There are many people who relied on oil minder lights and whatnot and ended up with engine problems due to sludge.
Do a search on this site for some of them and keep in mind those you find here are only a small sampling of the real world total.
As a mechanic who has had to face car owners who are the once-proud owners of a 25-50k miles vehicle that now needs engine work, or a new complete engine, I can say that most of them in retrospect wished they had been more diligent with their oil change regimen. A select few of course will always choose to blame the rest of the world for this problem.
While I completely agree…those monitor systems that say it’s time to change the oil at 10k miles will probably cause problems…I don’t agree that necessarily the driver is to blame. Many people don’t know about oil or cars…But they do know about following the proper maintenance of a vehicle…They follow all the steps in the owners manual correctly. I can certainly understand their frustration when they followed everything by the book…yet after 30k miles they need a new engine…And the mechanic tells them that it was BECAUSE they FOLLOWED what the manual says…How are they suppose to know any different.
If those monitoring systems are saying to change the oil every 10k miles then I think the manufacturer is to blame.

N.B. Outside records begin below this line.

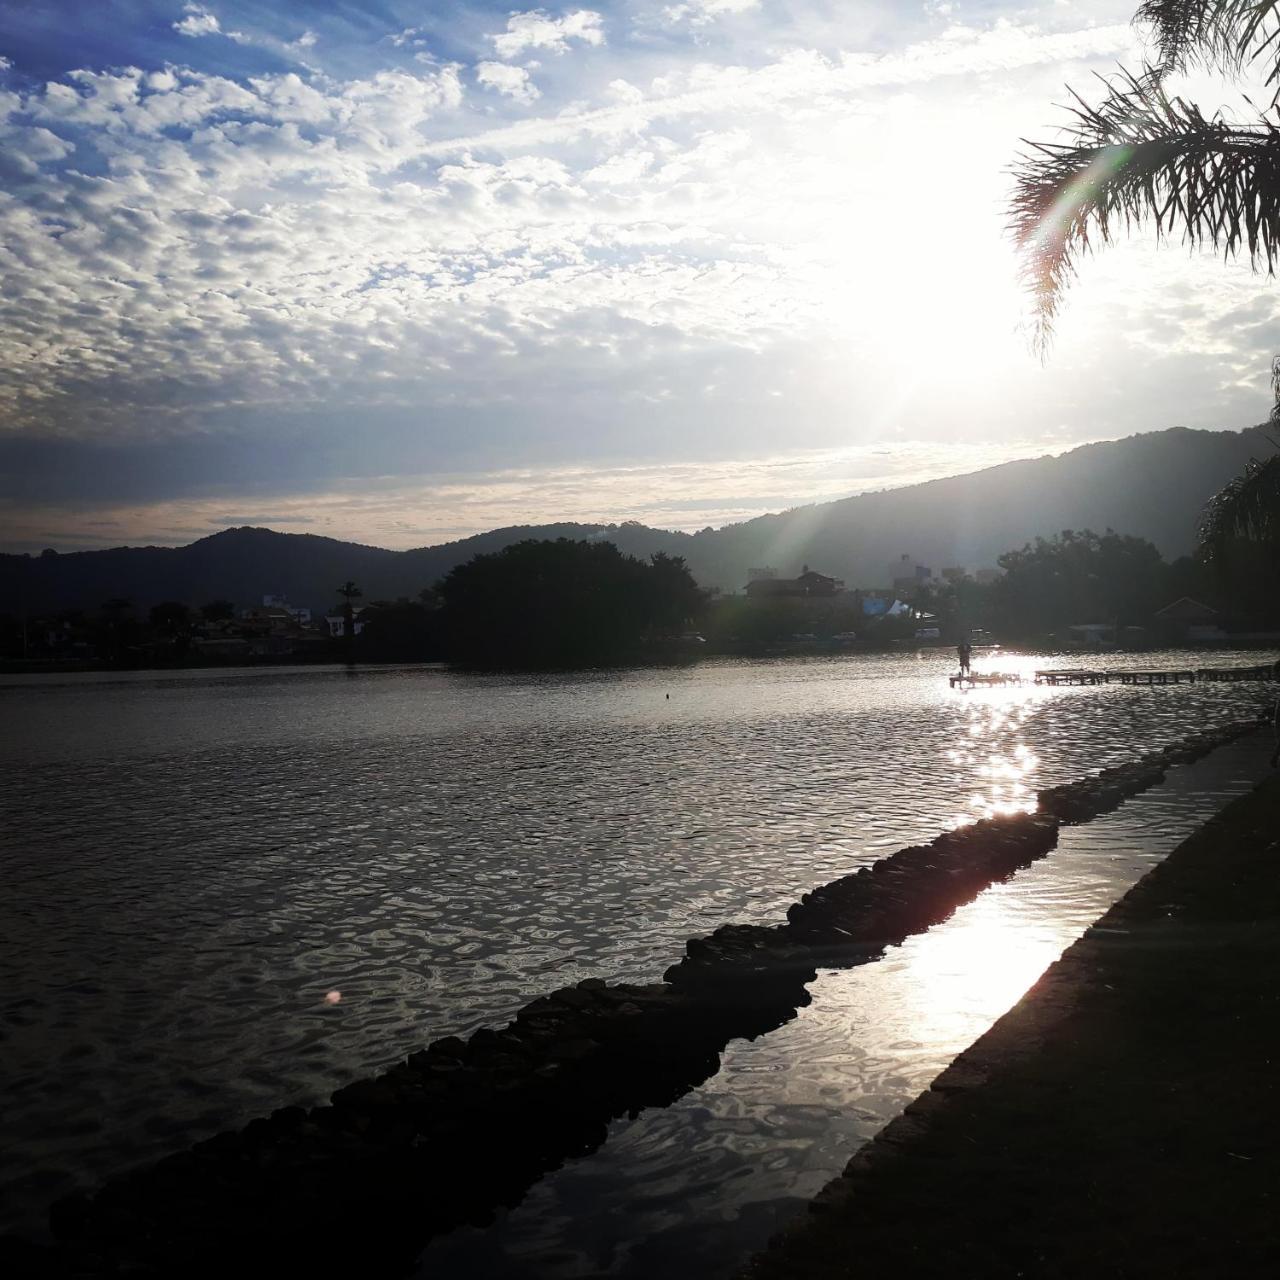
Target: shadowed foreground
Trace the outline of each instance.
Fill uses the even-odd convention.
[[[1278,1072],[1271,779],[1135,886],[744,1276],[1274,1274]]]

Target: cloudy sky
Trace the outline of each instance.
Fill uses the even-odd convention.
[[[1022,136],[1133,0],[0,0],[0,547],[693,529],[1265,417],[1276,291],[1086,264]]]

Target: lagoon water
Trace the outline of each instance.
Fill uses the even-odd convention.
[[[533,678],[419,667],[5,679],[0,1228],[33,1229],[72,1186],[322,1100],[553,987],[654,979],[691,935],[778,920],[814,884],[1267,696],[1253,685],[961,693],[946,684],[952,665],[902,655]],[[1221,794],[1247,771],[1232,765]],[[1213,787],[1201,791],[1212,808]],[[1040,931],[1015,987],[1124,887],[1099,891],[1056,854],[1040,868],[1015,899]],[[1003,1005],[975,1021],[938,997],[926,965],[877,1006],[887,1061],[877,1051],[858,1067],[824,1024],[796,1050],[807,1063],[796,1087],[830,1087],[879,1117],[901,1104],[903,1080],[936,1069],[920,1065],[922,1043],[962,1047],[1021,994],[1006,990],[1008,969],[981,980]],[[965,1005],[971,993],[952,996]],[[794,1034],[766,1037],[772,1056],[752,1059],[778,1088]],[[833,1151],[820,1167],[791,1162],[795,1195],[838,1168]],[[774,1198],[786,1198],[786,1164]]]

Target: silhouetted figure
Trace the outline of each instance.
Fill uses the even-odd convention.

I don’t care if the monitor system says to change at 10k miles…I’m NOT going to go past 5k miles…Same with my life-time tranny fluid…I’ve already changed it 5 times.
Oil analysis is a nice idea but I can have the dealer change oil for the $25 for the test. I change mine at about 50% on the oil minder which is usually between 4-5000 miles. I feel comfortable with that.
I think perhaps you’re realizing from this thread that opinions on this are all over the map. Each of us has our own personal biases and philosophies on this. I think the only things we all agree on are that changing the oil before it’s technically scheduled can do only good and no harm, and that taking better care of the engine than prescribed will save you in the long run.
Personally, I’m uncomfortable going farther than 5,000 miles between changes on any vehicle. But I cannot support that technically. But to me, the goal is to make the engine last a long time, not to make the oil last a long time. Fresh oil can only help.
Mike, I agree with you about drivers who follow the monitor system’s advice not being responsible should the engine wearing out prematurely. Unfortunately, manufacturers won’t help at that point. So it’s better to do the changes early and often.